El viernes cocinaré cordero para la comida del sábado. Un almuerzo para no olvidar que los inviernos existen. Cordero guisado. La correlación entre comer bien y cocinar es evidente. No obstante, la especialización ha separado a ambos individuos, el buen comedor no tiene que cocinar, como tampoco el cocinero que comer bien. Este último supuesto es el más interesante, porque en este caso el cocinero debe adivinar los gustos de los comensales. Las preferencias están arraigadas en la experiencia vital, es decir, forman parte de la cultura. Somos lo que comemos. Por eso no encuentro extraño el buen prestigio que gastan ahora los cocineros. Sobre todo cuando los nuestros alimentan al mundo superando el obstáculo de la cocina de mamá. La aceptación universal no es frecuente, por ejemplo hay escritores muy buenos que son apenas leídos en el extranjero. Ni fácil.

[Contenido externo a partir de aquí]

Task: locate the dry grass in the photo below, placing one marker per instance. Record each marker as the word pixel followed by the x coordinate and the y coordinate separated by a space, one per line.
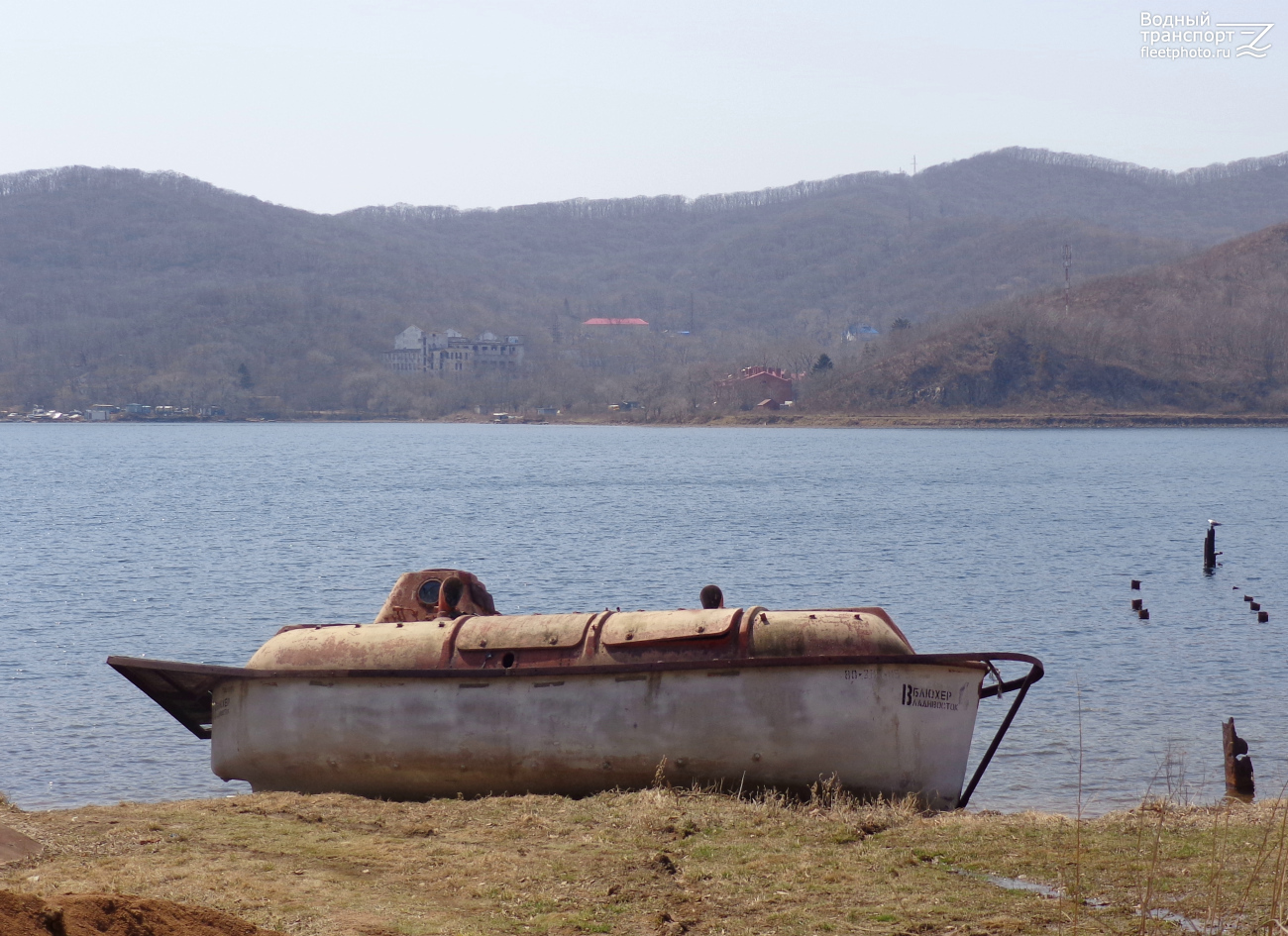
pixel 660 862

En la minúscula escala en la que yo cocino, el sabor del cordero es de la tierra. Si es tan bueno como prometió el carnicero, lo fundamental es hacer que su sabor sea el predominante. El guiso sólo puede ser un acompañamiento y la garantía de que la carne no seque. La guarnición de patatas restará severidad al almuerzo, permitiendo que el último cocinero sea el comensal. La ensalada se dispondrá al principio pero no se retirará. En cuanto al vino, sin perjuicio de que haya tinto, y desafiando a la ortodoxia será un blanco de Rueda frío. Buen provecho.
Cuídense.

Debería usted ser consciente de que algunos leemos este blog unas horas antes del desayuno…
Los milagros pueden ser de cualquier color. Lo fundamental es que sea un milagro de verdad. El vino bueno lo es. Me gusta saber que disfrutais. Ya sabes: Cuantos más estén bien, más estamos bien. Besos a todos.